Los cortes de energía que asolan el área metropolitana han disparado el no menos crónico intercambio de imputaciones entre kirchneristas y macristas. Que los contendientes ya ni se gasten en la calidad de las excusas y acusaciones es síntoma de una saludable coherencia del ecosistema nacional: los colapsos energéticos exhiben idéntica carencia de originalidad que los argumentos, como puede advertirse en las portadas del matutino Clarín que ilustran esta nota editorial, fechadas en enero de 1989.

Del mismo modo que hace 33 años el gobierno radical de Raúl Alfonsín, el peronista de Alberto Fernández dictaminó asueto empalmado con el fin de semana para mermar la demanda sobre la red energética en crisis aunque, tal vez para que no se lo acuse de plagiario, utilizó el eufemismo del “teletrabajo”.

La experiencia debe haber inducido la disposición presidencial. Fernández era funcionario del Ministerio de Economía alfonsinista en ese ’89 tan similar a estos tiempos que se atraviesan no solo por los problemas de energía. El radical, al que admira, también oscilaba ante un frente económico estragado por la inflación.

O sea que la Argentina padece los mismo problemas de energía, la misma inflación y el mismo Fernández que hace más de tres décadas, con la diferencia que en aquel remoto 1989 la prestación del servicio en el área metropolitana estaba a cargo de la estatal SEGBA y ahora de las privadas EDENOR y EDESUR, que en rigor son medio privadas nomás porque se benefician con los generosos subsidios del Tesoro Nacional que le permiten a los usuarios de esa región abonar tarifas hasta siete veces inferiores a las que sacuden el bolsillo de los del interior.

Hubo también cortes de las mismas características en el menemismo, en el kirchnerismo y en el macrismo.

Los apagones en el área metropolitana dispararon los clásicos intercambios de imputaciones entre macristas y kirchneristas Los apagones en el área metropolitana dispararon los clásicos intercambios de imputaciones entre macristas y kirchneristas

Invariablemente, los responsables de garantizar la solvencia del servicio los justificaron en el exceso de consumo.

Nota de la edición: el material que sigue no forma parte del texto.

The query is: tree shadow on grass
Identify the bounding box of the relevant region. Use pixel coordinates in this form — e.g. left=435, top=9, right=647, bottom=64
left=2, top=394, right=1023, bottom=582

El señor Juan José Aranguren, que fue ministro de Energía de Mauricio Macri entre 2015 y 2018, interpretó los apagones en curso como una especie de reivindicación y decidió, después de que unos 700 mil usuarios se quedaran sin luz y condenados al abanico con 40º de calor, expresarse públicamente. También lo debe haber estimulado una explosión de “memes” en su contra.

Explicó el ex ministro macrista que el colapso es consecuencia de la falta de inversión y al atraso tarifario, sin acordarse de que durante su gestión metió unos tarifazos singulares, que arrasaron con las economías regionales y mantuvieron incólumes las asimetrías que benefician a todos los metropolitanos en detrimento del interior, incluidos los de la próspera Ciudad de Buenos Aires. Tampoco del gigantesco apagón de junio de 2019, cuando todavía estaba Macri.

El Gobierno nacional le respondió que el problema es la reactivación industrial, al mismo tiempo que se puso a gestionar con los industriales mecanismos para que mermen el ritmo en algunas franjas horarias.

La agilidad para trasladarle las culpas al prójimo de esta gente es directamente proporcional a su incompetencia.

En más de tres décadas, los principales actores de la política nacional han sido incapaces de afirmar un sistema de energía que no entre en crisis a la primera de cambio, pero el culpable es el consumidor desbocado.

Los apagones metropolitanos son la síntesis veraniega del fracaso colectivo nacional.

Tres décadas y en las mismas, como con la inflación, el coqueteo con la cesación de pagos y la pobreza indomable.

Es como para enorgullecerse de tanta pertinacia.